The Educational Testing Service, which administers the SAT for the College Board, said in a statement late Friday that it had launched an investigation after being notified that “students may not have been seated appropriately according to the test administration and security guidelines provided to Test Center Supervisors in advance of the exam.”
ETS said it’s still working to complete the investigation and will contact students directly about their scores, according to the statement. “We know these students have worked hard to prepare for the SAT and regret any inconvenience this may cause.”
ETS official spokesman Tom Ewing said Saturday he did not yet know how many students took the test that day, although some parents estimated several hundred could be affected.
Between word-of-mouth and social media, questions about the potential invalidation of scores and the need to retake the test spread rapidly among students and parents over the past couple of days. They said the lack of information from Charlotte- Mecklenburg Schools and test administrators has many people frustrated and worried about the impact a delay in test results could have on college application deadlines.
Some parents questioned whether every room used for the SATs failed to meet test requirements, why the issue wasn’t corrected at the time and why students were allowed to proceed with the exam if officials knew there were violations that could possibly void test scores.
Students such as Reed Guthrie, Providence High junior class president, have been waiting anxiously for their results and frequently checked the College Board’s website.
But instead of finding test scores online Friday, Guthrie said he and other students found information about how to retake the exam. Guthrie worries that any delay in reporting his scores could interfere with his plans to apply to the United States Naval Academy by the end of the summer.
CMS spokeswoman Tahira Stalberte said district officials contacted the College Board late Friday but have little information. “The SAT is administered by the College Board. All the rules and regulations and information about what happened would have to come from (them),” she said.
Mitch and Cecilia Richman, whose daughter, Tori, is a junior at Providence High, said they’ve been told by College Board customer service representatives that the scores have been invalidated, and students could get a refund of the $75 exam fee or retake the test June 21.
Anita Gimon’s son, Aidan, attends Marvin Ridge High in Waxhaw and took the May 3 SAT at Providence. She said the uncertainty of having to take the lengthy test again places unfair stress on students.
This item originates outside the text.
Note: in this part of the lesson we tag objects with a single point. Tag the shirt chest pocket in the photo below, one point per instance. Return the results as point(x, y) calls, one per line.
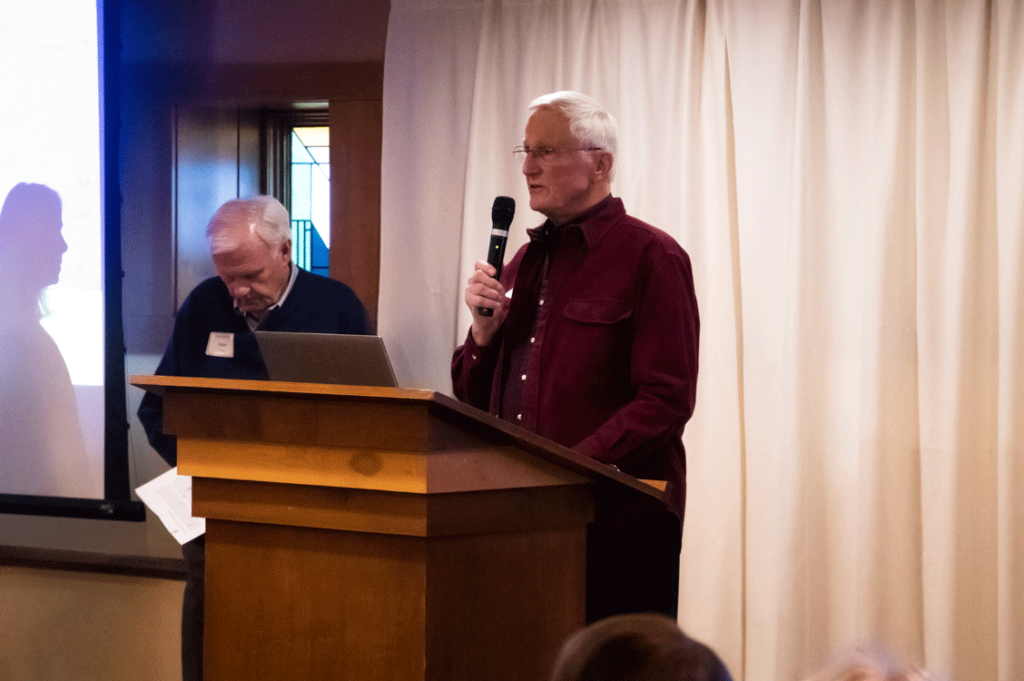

“The best-case scenario would be for the College Board to say, … ‘There’s no evidence of cheating. We’ll give your kids their scores.’ I’m not holding my breath to that.”
Invalidating scores from an entire SAT test session appears to be relatively rare.
The New York Times reported in May 2012 that nearly 200 students who took the test at a Brooklyn private school had to retake the exam after an ETS auditor reported that proctors had been careless, allowing students to choose where they sat and leaving test booklets unattended, among other infractions.